[pgpool-hackers: 3211] Deal with recovery failure by an abnormally exiting child process

Tue Jan 8 10:33:23 JST 2019

In bug 431, it was reported that recovery second stage fails if there
was an abnormally exiting child process (typically caused by SIGKILL
or segfault). This is because the global connection counter
(Req_info->conn_counter) is left when the child process abnormaly
exits. In general we have nothing to do for abnormaly exiting process
situation and we recommend to restart whole Pgpool-II in this case.

However I find a tricky solution for a particular situation: if
client_idle_limit_in_recovery is properly set (i.e.
client_idle_limit_in_recovery >= recovery_timeout).

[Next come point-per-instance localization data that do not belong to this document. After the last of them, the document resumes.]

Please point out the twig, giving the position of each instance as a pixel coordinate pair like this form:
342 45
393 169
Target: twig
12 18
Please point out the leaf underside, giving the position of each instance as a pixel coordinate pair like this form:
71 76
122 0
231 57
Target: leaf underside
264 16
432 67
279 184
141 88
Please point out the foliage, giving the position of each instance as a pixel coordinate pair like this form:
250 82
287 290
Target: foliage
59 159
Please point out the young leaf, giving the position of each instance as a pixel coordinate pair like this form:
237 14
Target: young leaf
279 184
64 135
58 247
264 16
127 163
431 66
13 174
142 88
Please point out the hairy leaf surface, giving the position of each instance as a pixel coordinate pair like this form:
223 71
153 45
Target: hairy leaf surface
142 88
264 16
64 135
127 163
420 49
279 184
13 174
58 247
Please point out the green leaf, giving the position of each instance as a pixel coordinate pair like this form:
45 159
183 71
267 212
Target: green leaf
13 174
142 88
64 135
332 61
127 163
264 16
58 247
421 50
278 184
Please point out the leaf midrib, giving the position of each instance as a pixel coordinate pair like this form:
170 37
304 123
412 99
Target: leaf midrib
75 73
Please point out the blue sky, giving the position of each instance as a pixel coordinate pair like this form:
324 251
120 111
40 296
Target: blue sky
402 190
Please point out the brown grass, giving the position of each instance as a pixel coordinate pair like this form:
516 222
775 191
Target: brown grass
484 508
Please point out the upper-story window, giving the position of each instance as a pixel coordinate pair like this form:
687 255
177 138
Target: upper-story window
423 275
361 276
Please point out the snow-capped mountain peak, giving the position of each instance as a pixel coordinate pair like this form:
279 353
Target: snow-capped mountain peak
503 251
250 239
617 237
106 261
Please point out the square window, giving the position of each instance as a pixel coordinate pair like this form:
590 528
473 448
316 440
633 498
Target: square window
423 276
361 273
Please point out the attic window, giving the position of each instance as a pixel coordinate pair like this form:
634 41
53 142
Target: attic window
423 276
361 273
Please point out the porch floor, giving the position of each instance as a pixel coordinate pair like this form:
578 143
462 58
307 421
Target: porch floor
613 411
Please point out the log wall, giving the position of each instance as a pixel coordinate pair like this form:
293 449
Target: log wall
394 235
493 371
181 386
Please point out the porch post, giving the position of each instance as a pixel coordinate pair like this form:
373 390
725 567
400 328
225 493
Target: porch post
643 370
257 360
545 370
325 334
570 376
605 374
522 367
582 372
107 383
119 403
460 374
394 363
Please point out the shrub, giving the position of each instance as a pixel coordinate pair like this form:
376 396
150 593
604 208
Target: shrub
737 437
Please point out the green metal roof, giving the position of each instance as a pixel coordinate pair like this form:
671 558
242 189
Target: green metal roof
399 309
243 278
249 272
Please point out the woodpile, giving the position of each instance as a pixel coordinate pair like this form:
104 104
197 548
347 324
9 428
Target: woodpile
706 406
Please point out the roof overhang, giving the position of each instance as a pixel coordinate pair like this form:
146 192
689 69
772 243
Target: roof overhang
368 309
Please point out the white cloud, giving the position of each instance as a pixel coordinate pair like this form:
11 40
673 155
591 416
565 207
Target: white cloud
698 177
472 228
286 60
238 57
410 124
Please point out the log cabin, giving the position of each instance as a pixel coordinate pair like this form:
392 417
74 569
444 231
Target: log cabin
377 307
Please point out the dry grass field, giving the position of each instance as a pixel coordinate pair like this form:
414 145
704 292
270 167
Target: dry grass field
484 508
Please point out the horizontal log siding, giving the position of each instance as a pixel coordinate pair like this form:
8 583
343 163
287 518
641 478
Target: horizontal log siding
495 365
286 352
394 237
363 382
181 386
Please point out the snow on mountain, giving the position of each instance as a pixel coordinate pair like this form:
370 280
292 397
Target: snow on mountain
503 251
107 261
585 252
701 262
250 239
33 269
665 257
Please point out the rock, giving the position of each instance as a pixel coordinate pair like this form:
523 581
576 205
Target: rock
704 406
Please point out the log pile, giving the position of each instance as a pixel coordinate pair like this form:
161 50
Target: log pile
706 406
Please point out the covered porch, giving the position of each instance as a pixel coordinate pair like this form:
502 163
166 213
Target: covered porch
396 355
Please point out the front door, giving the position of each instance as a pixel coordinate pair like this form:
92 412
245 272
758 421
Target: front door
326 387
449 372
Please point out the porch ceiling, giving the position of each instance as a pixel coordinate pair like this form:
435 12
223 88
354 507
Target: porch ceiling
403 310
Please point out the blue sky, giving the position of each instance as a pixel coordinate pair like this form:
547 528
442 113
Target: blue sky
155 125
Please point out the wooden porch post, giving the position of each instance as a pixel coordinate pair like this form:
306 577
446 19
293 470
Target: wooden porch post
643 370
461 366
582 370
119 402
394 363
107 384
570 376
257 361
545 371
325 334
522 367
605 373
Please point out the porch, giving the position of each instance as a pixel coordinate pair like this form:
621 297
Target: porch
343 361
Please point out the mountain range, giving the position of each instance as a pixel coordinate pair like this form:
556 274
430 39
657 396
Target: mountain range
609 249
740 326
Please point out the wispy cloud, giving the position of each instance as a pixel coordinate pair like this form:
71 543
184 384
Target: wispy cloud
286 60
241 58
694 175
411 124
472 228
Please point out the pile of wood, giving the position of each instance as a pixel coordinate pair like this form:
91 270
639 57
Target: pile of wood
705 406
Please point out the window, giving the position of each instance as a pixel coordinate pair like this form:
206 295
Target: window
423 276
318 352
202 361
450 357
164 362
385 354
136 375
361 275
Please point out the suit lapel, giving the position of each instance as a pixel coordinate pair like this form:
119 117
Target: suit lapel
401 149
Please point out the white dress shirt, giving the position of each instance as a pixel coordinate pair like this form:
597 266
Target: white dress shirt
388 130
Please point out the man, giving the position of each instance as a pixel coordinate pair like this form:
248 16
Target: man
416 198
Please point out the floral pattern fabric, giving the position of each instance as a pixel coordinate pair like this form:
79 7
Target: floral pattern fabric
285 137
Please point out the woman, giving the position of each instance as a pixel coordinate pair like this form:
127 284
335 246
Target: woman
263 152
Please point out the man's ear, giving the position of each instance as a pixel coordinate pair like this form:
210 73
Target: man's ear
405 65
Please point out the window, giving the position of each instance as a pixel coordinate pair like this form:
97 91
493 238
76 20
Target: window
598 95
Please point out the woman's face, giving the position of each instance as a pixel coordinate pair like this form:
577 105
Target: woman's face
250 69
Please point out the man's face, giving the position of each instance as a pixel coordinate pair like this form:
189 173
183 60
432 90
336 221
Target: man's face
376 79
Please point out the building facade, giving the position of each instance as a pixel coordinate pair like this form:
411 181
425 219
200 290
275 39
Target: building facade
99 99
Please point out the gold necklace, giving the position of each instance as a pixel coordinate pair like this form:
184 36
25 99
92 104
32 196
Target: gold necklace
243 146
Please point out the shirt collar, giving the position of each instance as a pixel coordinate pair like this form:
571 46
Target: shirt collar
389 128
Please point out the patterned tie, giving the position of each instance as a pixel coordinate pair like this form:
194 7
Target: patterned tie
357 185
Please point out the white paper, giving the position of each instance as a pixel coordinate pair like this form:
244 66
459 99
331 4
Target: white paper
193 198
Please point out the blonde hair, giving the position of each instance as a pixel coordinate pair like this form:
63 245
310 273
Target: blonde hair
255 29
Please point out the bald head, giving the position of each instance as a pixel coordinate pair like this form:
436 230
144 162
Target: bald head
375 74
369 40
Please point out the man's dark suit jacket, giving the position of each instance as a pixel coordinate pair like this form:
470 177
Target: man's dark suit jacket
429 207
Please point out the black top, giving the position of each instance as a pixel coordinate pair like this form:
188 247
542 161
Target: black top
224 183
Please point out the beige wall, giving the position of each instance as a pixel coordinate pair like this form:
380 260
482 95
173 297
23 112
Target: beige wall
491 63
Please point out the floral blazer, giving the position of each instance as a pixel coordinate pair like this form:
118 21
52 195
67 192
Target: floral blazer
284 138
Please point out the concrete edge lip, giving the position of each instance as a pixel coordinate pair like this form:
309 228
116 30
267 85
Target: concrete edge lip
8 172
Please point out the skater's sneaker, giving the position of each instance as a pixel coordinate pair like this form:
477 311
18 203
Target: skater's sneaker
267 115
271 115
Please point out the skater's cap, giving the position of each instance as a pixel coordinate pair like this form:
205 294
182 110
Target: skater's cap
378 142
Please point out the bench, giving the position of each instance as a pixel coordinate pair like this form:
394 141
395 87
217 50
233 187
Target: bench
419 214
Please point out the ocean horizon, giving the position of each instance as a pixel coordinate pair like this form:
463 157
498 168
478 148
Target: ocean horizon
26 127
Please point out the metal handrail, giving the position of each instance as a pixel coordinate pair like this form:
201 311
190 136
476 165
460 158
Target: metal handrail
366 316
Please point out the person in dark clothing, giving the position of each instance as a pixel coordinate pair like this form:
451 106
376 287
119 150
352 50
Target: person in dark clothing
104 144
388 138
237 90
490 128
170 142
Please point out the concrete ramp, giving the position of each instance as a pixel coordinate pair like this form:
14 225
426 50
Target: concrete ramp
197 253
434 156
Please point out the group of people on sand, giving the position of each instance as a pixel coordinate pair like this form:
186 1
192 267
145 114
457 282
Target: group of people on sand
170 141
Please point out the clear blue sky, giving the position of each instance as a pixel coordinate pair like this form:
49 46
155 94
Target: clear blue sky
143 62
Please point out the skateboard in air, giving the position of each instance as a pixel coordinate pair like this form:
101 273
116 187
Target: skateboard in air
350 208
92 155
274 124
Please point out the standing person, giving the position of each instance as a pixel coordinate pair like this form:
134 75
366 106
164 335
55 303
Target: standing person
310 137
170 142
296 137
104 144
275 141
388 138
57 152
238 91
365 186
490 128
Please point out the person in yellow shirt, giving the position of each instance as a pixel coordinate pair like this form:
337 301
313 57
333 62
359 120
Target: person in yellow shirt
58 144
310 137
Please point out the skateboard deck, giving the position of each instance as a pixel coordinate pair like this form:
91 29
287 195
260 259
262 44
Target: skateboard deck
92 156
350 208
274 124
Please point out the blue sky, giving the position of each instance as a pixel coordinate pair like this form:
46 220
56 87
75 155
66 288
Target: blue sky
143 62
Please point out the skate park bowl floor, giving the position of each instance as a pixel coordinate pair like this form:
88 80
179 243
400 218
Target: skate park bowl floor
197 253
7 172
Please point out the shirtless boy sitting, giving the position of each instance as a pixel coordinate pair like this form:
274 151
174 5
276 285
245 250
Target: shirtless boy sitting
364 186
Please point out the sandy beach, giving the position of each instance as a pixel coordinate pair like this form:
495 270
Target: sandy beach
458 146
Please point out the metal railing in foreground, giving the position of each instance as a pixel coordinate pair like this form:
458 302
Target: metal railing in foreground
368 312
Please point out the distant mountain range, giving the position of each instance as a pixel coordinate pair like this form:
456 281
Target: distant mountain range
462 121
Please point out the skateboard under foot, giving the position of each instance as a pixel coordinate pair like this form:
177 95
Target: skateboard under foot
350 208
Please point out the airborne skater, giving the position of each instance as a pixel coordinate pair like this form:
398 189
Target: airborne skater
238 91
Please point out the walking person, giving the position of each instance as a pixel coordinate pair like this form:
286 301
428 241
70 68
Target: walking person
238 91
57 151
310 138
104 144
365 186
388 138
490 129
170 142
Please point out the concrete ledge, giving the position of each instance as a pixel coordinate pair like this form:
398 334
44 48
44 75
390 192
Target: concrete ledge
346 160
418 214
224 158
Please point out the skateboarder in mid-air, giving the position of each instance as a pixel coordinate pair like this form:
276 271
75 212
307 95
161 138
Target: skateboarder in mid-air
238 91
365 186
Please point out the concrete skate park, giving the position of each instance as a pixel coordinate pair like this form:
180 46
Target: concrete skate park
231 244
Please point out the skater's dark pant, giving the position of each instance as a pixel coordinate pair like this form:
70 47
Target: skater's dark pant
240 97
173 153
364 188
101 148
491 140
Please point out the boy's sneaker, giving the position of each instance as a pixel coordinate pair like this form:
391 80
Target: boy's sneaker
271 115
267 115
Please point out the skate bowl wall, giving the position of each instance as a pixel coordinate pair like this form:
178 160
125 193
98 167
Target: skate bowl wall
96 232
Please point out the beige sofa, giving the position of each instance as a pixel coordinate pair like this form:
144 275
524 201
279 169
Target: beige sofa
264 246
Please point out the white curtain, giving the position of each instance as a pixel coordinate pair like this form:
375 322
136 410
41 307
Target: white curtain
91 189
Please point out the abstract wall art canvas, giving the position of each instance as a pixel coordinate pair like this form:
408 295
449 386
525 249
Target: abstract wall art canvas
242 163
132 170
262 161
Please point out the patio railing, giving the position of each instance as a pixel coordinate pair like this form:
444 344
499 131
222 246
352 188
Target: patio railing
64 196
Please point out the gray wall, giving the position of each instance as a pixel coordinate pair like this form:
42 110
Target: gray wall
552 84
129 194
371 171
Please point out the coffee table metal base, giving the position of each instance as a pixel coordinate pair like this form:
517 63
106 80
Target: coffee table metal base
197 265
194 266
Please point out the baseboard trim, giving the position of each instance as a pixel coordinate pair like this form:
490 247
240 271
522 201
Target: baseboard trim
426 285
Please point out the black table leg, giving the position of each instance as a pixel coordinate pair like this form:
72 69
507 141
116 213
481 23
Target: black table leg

The logic is shown in the patch:

	/*
	 * recovery_timeout was expired. Before returning with failure status,
	 * let's check if this is caused by the malformed conn_counter. If a child
	 * process abnormally exits (killed by SIGKILL or SEGFAULT, for example),
	 * then conn_counter is not decremented at process exit, thus it will
	 * never be returning to 0. This could be detected by checking if
	 * client_idle_limit_in_recovery is enabled and less value than
	 * recovery_timeout because all clients must be kicked out by the time
	 * when client_idle_limit_in_recovery is expired. If so, we should reset
	 * conn_counter to 0 also.

Should we emply this? Is it too tricky? Comments are welcome.

Best regards,
--
Tatsuo Ishii
SRA OSS, Inc. Japan
English: http://www.sraoss.co.jp/index_en.php
Japanese:http://www.sraoss.co.jp